Children around the world are increasingly unsafe and preyed upon.

In the first three-quarters of 2018, for instance, 5,000 children were reportedly killed or maimed in Afghanistan, where the U.S. still has 14,000 troops and countless private contractors. The organization Save the Children estimates that up to 85,000 children under age 5 may have died of starvation in civil-war-torn Yemen. The U.N. Committee on the Rights of the Child counts at least 1,248 children killed and as many wounded in U.S.-backed Saudi airstrikes there since 2015. By the end of 2017, 14,000 children had been reported killed in the war in Syria.

Starvation kills 22,000 children daily worldwide. Nearly half of the world’s 68.5 million displaced people — fleeing violence, poverty or a combination of the two — are children.
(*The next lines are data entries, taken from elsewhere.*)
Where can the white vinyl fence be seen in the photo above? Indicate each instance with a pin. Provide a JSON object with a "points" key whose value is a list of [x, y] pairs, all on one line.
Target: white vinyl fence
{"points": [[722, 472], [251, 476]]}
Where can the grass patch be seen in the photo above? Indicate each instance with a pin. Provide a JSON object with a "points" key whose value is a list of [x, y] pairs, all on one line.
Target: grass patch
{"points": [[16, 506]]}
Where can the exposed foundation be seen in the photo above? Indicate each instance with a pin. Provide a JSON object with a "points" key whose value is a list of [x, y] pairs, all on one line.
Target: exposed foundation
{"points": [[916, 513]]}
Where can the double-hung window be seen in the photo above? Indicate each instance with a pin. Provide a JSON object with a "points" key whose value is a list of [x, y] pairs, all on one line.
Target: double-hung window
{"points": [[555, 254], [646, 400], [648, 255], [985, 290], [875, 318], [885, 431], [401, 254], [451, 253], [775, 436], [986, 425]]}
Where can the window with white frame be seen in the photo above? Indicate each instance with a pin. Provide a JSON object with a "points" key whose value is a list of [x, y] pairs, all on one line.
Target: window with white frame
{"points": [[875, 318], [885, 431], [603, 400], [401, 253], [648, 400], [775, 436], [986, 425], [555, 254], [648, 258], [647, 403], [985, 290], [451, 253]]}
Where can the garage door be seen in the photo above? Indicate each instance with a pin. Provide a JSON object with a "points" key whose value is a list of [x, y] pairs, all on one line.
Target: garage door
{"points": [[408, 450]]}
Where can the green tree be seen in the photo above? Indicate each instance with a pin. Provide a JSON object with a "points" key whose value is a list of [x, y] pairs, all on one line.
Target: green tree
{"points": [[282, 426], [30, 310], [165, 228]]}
Many of those 30 million youngsters are hungry, without access to medical care, toilets or clean water, not to speak of schooling, or a future.

Children in refugee camps have often witnessed or experienced atrocities on a mass scale; they have been subject to rape, violence and abuse. They may have watched as their siblings and parents were killed. They may have been conscripted or tortured as war captives. By the hundreds of thousands, they represent a new generation of uncared-for, brutalized and deprived youth. To carry on their war in Yemen, the Saudis have been recruiting — literally, buying — soldiers from Sudan, “desperate survivors of the conflict in Darfur.” Many of them are, reportedly, teenagers as young as 14. In Ukraine, children as young as 8 are being trained to shoot to kill.

Meanwhile, American policymakers have tried to protect this country against the turmoil engulfing the larger world with a military-first foreign policy. As Sen. Lindsey Graham (R-S.C.) recently put it in the wake of President Trump’s decision to withdraw U.S. forces from Syria, “I want to fight the war in the enemy’s backyard, not ours.”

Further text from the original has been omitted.